The World
Trade Center

Part I
We must not forget how undistinguished the World Trade Center was. "When completed," the authors of the 2000 edition of the AIA Guide to New York City wrote, "these stolid, banal monoliths came to overshadow Lower Manhattan's cluster of filigreed towers, which had previously been the romantic evocation that symbolized the very concept of 'skyline.'"

Ada Louise Huxtable, former architecture critic for The New York Times, described their style as "General Motors Gothic." Her successor, Paul Goldberger, called them "boring, so utterly banal as to be unworthy of the headquarters of a bank in Omaha." Wolf von Eckhardt published an article in Harper's calling the World Trade Center a "fearful instrument of urbicide," and "one of the ugliest buildings in the world." They were monuments to money and power, brutish and ugly, and only in the agony of their final hour did they take on nobility from the valor of those who sought to save the people who worked within their walls.

Until some 40 years ago, the lower west side was an industrial neighborhood. Washington Market, a block-square two-story building at Washington Street between Fulton and Vesey Streets, where 175 merchants dealt in meat, poultry, cheese, butter and garden produce delivered by boat, wagon and truck, dominated the local economy. At Cortlandt St., the huge, faintly seedy Hudson Terminal buildings towered above the terminus of the Hudson Tubes, now the PATH line. Printing plants, warehouses and factories jostled delicatessens, bars, cobblers, hardware stores and barbers. Cortlandt Street had so many electronics retailers that some called it "Radio Row."

David Rockefeller, chairman of Chase Manhattan Bank, had plans for lower Manhattan. After Chase built its 60-story tower on Pine Street in 1960 --- the first new skyscraper in the financial district in a generation --- he sought lower Manhattan's redevelopment through a form of central planning reconciling private interest and public power, rather than the largely spontaneous entrepreneurial development that had historically molded the city's economy.

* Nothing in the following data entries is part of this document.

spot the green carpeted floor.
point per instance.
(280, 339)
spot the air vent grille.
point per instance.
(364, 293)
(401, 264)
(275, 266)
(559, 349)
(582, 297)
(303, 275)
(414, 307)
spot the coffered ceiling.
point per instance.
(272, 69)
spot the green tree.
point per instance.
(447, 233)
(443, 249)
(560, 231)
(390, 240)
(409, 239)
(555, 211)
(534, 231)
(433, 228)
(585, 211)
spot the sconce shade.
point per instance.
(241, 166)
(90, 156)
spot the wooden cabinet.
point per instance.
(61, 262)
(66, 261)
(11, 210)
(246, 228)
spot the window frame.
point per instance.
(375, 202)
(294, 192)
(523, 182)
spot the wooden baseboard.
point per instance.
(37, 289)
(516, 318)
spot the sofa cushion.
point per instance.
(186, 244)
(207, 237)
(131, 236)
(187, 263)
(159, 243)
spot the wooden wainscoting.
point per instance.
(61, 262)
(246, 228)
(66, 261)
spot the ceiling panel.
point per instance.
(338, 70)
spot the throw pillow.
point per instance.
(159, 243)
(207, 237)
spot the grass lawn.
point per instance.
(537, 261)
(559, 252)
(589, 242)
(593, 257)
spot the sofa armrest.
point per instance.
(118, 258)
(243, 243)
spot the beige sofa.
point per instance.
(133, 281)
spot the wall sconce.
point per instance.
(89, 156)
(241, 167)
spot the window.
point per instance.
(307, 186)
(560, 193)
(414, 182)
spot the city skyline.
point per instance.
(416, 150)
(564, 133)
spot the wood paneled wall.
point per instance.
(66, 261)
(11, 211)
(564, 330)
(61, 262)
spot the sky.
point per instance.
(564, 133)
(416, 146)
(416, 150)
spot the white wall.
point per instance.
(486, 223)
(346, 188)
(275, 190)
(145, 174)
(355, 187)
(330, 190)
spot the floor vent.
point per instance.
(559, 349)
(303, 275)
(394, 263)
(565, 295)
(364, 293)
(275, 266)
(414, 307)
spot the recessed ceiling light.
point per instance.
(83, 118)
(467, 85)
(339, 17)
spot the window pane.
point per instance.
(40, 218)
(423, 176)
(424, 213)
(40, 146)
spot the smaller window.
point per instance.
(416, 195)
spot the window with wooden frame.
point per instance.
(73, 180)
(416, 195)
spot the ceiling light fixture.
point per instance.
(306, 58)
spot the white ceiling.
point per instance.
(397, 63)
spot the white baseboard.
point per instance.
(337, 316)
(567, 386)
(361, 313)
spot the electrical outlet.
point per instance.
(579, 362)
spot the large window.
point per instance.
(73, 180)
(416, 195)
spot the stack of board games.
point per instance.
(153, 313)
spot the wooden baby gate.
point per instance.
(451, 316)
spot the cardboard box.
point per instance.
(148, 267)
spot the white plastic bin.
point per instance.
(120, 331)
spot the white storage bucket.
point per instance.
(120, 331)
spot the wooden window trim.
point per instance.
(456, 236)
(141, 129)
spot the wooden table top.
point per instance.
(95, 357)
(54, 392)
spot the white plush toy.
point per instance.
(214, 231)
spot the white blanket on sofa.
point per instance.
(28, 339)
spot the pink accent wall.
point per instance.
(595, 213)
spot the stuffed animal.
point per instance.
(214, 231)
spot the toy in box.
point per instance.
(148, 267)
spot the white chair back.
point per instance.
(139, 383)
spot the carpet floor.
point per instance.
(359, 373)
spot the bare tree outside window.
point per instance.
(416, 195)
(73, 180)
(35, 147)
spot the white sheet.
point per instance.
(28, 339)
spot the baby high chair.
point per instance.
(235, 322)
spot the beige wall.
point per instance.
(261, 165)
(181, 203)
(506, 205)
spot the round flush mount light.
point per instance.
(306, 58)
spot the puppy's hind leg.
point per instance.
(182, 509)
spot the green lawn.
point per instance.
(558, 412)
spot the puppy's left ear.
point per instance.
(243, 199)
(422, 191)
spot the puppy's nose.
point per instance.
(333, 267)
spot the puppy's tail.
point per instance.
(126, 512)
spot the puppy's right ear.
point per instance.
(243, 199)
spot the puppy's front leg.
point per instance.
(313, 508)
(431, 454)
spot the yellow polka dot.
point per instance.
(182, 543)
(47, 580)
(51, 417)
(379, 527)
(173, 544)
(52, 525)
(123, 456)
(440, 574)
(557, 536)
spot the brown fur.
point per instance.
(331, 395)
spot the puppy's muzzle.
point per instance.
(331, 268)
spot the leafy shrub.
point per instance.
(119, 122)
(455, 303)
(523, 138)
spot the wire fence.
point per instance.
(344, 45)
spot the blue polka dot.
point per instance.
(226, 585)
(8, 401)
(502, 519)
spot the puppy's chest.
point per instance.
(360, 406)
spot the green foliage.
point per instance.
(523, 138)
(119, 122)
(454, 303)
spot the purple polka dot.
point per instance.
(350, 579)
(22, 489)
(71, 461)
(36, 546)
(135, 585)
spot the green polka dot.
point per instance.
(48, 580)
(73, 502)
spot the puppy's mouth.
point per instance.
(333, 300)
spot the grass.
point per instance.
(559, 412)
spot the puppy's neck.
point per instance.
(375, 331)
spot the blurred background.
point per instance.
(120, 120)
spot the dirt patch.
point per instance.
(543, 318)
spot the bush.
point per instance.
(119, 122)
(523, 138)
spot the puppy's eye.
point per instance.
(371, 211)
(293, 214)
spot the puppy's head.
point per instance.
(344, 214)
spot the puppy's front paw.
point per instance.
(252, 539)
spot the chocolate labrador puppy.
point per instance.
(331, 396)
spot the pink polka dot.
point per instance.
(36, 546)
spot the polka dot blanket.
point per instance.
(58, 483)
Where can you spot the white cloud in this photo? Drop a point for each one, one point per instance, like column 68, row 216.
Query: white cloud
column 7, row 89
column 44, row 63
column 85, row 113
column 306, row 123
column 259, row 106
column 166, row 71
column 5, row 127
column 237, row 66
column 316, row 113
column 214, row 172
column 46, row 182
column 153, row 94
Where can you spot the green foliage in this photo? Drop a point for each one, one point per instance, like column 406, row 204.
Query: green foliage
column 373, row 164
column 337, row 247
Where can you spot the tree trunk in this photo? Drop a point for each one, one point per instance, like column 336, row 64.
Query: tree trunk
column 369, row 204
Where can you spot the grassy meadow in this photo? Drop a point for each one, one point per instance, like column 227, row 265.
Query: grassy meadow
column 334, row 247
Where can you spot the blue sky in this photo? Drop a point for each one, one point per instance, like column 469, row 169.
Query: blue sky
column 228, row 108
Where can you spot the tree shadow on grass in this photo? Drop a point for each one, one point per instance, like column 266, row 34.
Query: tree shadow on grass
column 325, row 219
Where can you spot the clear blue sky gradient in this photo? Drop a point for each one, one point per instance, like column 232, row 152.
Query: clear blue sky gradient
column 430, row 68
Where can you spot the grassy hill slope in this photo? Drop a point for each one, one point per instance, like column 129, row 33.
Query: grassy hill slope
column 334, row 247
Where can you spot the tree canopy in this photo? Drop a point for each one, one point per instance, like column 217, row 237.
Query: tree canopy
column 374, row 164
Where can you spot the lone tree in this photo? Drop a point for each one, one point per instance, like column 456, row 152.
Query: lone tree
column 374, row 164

His urge for civic uplift dovetailed with the real estate interests of his bank and his family. He founded a civic group, the Downtown-Lower Manhattan Association, which in 1958 commissioned the architectural firm of Skidmore, Owings & Merrill to develop an overall plan for lower Manhattan. It included a World Trade Center, which Rockefeller believed would catalyze regional development. He forwarded the plan to the Port of New York Authority, now the Port Authority of New York and New Jersey.

Austin Tobin, the Port Authority's executive director from the 1940s into the 1970s, presided over the decline of New York's port into what often seems a virtual harbor, a thing of nostalgia trading on the images of its past as at South Street Seaport. Like a minor Robert Moses, Tobin built highway tunnels, airports and the container port at Elizabeth, NJ. Tobin often quoted Daniel Burnham, a brilliant 19th-century Chicago architect and apostle of centralized urban planning: "Make no small plans, for they have no power to stir the blood."

Thus, Tobin's pride and the Port Authority's internal culture fueled the ambition to build the world's tallest building. Government power advanced the World Trade Center: the power of the Authority to condemn land and avoid most local environmental laws; of the city to close streets and issue permits; and of the state to transfer its offices into the building to provide it with tenants.

The vision of David Rockefeller and his allies transformed the city's economy from its traditional base as an industrially diverse seaport to one narrowly dependent on finance, insurance and real estate. The World Trade Center, the transformation's monument, was an esthetic debacle: merely the first of the "million-square foot, flat-topped boxes" that, as the AIA Guide notes, "muffle...the constellation of tall, slender, 1920s and 1930s Art Deco office buildings and the flamboyant pinnacles of their earlier, shorter, neo-Classical cousins, the structures that made up the inspired --- if unplanned --- Lower Manhattan skyline that was once the world-renowned symbol of New York City."